Tuesday, August 01, 2006

Movie: Clerks 2

I'm a sucker for Kevin Smith.

I've always thought his movies, for the most part, are little more than overhyped stoner humor. Until recently, he was not a very good editor (more on this in a minute.) His movies had long, painful-to-watch segements with little humor and horrible pacing. His first, Clerks, is the worst example of this and, believe it or not, the much-maligned Mallrats is probably the best movie (before C2) in this regard, mostly because the studio made him cut so much out.

His jokes are of the gross-out variety, or the repetitive variety, or both. And he (over)used the incredibly unfunny Will Farrell in Jay and Silent Bob Strike Back in one of those really long, jokeless scenes that should have hit the cutting room floor. The best, and only, joke in that scene was one made by a cameo character (and it wasn't John Stewert using the term "C.L.I.T." repeatedly. That wasn't funny.) In fact, the best parts of some of his movies are listening to the ensemble commentaries on the DVDs.

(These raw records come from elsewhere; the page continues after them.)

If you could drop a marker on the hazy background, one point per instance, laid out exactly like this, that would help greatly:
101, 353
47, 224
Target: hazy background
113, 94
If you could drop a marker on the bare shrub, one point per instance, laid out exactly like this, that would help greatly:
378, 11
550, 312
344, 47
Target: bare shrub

But somehow, in the face of all this rational dislike, I am a sucker for Kevin Smith. I laugh at his repeated jokes and his toilet humor. I think Chasing Amy is a great love story. There are many who will disagree with me on that count, but it hits me in my cold, dead heart in ways many other so-called romance movies don't.

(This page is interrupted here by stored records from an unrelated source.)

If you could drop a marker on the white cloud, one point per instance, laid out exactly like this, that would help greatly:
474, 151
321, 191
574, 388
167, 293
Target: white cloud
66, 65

So, to beat the heat and satisfy my need for guilty pleasures, I checked out Clerks 2.

The first thing that I noticed is that this is Smith's tightest film to date in terms of editing. There's no long, malingering scenes that wear out their welcome and start to stink. He's figured out how editing works, and that was one of his biggest problems. One of the problems facing most artists is knowing which bits to cut out, and when you don't have the benefit of a studio-appointed editor going "no, that sucks, take it out" (Mr. Lucas, I'm looking in your direction), it's a hard lesson to learn on your own, especially when you didn't start out with those kinds of artistic requirements or limitations.

Of course, there's a good helping of dick-and-fart jokes, bestiality, and offensive language. Par for the course. But the two main characters, now in their early 30s and working as a pair of slackers at a burger joint, seem like they don't belong there anymore - and Smith intentionally sets this up. For all its debauchery and simplistic surface meaning, Clerks 2 may be the most complex of Smith's films. He's showing that he's grown up with the audience, and of the people who laughed at Clerks, he's challenging them to grow up with this movie, too. Just as the audience is sitting there laughing at Dante and Randall for working in a burger joint, Smith in turn asks the audience why they're still sitting in a theater laughing at such stupid humor.

Reading online reviews, people in their mid-20s and older - those of us who were teens when Clerks came out - love this movie. The current crop of teens don't. The reason for that is clear: we're old enough to "get" what Smith is doing both for us and to us, and while we're laughing at it, we're also looking inside and trying to sort out our own lives. Are we really just flipping burgers and cracking the same jokes, even in a methaphorical sense? I suspect the answer to that from a large majority of my peers would be "yes."